This is a nice cowpea field, but we see some
strange dots on the leaves. These dots are eggs
of the legume pod borer. Inside the egg,
there is a young caterpillar developing. The caterpillar hatches from the egg and wanders on the plant
looking for cowpea flowers to feed upon. The young caterpillar
bores a hole in the cowpea flower and starts to feed inside it. Flowers attacked by the caterpillar can be detected by the presence
of frass around the hole. The attacked flower will drop prematurely. After feeding on the flowers, the caterpillar moves to growing
cowpea pods and destroys their seeds. Once completing the five larval stages, during the eleventh to twelfth day, the caterpillar spins a silk thread
and drops to the ground, transforming itself into a pupa. After five to six days,
a moth emerges from the pupa; this is the adult stage of the legume pod borer.

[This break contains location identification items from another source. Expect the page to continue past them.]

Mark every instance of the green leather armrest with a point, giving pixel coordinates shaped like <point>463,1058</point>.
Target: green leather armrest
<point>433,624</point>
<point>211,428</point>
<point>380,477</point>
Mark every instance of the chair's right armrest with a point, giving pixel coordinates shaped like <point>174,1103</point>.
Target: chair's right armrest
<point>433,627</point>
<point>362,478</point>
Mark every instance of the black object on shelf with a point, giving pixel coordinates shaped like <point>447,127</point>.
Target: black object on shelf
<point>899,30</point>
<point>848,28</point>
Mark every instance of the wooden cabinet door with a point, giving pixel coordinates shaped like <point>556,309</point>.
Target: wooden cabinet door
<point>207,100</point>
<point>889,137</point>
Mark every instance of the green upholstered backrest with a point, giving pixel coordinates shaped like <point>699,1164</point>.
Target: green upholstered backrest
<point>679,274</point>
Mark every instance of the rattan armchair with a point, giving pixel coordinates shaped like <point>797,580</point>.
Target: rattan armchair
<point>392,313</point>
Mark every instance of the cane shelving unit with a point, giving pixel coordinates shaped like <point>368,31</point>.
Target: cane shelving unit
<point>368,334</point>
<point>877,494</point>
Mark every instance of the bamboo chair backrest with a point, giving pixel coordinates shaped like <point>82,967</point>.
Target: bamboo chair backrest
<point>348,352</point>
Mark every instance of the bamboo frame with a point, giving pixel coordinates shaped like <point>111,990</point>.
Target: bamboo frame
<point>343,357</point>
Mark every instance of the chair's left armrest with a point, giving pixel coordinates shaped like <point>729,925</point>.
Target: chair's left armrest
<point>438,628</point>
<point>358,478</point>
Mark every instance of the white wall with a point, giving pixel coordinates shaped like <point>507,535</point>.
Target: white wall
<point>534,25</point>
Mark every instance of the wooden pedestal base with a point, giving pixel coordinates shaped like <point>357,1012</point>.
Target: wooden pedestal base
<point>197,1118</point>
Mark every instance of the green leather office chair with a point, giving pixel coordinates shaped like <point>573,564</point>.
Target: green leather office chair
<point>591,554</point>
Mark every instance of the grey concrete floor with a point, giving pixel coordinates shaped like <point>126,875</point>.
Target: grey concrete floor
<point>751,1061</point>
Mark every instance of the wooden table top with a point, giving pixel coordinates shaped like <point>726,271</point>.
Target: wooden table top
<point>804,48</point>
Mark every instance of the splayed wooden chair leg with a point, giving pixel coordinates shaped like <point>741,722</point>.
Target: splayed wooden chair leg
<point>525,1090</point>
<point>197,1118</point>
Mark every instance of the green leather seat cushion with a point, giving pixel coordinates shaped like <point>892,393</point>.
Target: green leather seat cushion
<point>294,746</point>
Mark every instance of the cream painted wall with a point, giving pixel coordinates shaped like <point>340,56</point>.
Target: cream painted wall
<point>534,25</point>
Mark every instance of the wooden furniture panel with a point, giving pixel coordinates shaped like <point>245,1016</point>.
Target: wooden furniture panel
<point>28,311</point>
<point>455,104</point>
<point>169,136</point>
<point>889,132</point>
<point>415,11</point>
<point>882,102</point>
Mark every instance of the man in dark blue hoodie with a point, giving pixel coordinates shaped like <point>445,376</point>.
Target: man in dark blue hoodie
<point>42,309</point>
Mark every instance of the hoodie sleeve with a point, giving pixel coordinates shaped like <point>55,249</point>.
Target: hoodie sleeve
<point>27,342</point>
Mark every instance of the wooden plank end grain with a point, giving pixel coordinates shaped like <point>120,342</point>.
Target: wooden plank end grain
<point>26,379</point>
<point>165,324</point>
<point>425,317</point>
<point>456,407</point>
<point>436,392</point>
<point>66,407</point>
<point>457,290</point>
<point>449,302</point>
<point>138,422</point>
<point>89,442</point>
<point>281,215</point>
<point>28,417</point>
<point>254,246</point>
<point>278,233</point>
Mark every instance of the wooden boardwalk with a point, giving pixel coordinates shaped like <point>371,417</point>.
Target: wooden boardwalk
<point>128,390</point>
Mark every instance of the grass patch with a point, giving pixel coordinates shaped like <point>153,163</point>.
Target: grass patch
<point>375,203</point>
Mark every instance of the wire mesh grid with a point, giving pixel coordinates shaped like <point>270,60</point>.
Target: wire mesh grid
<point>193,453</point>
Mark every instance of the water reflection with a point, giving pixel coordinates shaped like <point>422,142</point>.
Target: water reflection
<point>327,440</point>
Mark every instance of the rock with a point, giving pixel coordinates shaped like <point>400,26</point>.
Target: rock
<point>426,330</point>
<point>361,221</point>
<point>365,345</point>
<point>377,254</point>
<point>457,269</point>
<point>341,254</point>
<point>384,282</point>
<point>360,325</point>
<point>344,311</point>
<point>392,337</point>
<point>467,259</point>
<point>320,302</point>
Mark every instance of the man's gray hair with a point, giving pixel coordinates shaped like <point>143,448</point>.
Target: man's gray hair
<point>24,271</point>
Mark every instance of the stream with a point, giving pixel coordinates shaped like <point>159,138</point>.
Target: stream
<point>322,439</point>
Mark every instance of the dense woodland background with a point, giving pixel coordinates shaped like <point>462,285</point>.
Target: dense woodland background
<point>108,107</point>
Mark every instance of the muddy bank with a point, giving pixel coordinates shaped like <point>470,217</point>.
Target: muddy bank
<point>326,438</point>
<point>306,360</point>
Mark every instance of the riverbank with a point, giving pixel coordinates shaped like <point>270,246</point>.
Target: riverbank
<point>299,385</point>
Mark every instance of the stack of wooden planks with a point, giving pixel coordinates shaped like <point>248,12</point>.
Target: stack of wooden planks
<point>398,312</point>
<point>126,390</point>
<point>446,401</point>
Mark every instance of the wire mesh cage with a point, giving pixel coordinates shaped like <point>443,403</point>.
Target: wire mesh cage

While the moths are flying around the field, the female moth
will encounter a male and mate. After mating, the gravid female
will find a suitable place to drop its eggs. In the meantime, the caterpillars are continuing
to destroy cowpea flowers and pods. But now, a tiny parasitic wasp
attacks the eggs of the pod borer. The wasp inserts its egg
into the egg of the pod borer with an ovipositor. On the right side, the egg is parasitized by the wasp
and turns black. Instead of the caterpillar, it is a new wasp,
which emerges from the parasitized egg. The egg has been killed so there is no more
caterpillar emerging from it and causing damage to the plant. On the left hand side is a field with no wasps. The caterpillars continue to grow
and eat cowpea flowers and pods. While the wasps are flying around the field, the female wasp
will encounter a male and mate. After mating, the gravid female will find a new egg
of the pod borer to insert its egg. By killing the egg of the pod borer, the parasitic wasp contributes to keep
the cowpea crop free of damages by this pest. The action of killing
the egg of the pest by the wasp is called biological control or biocontrol.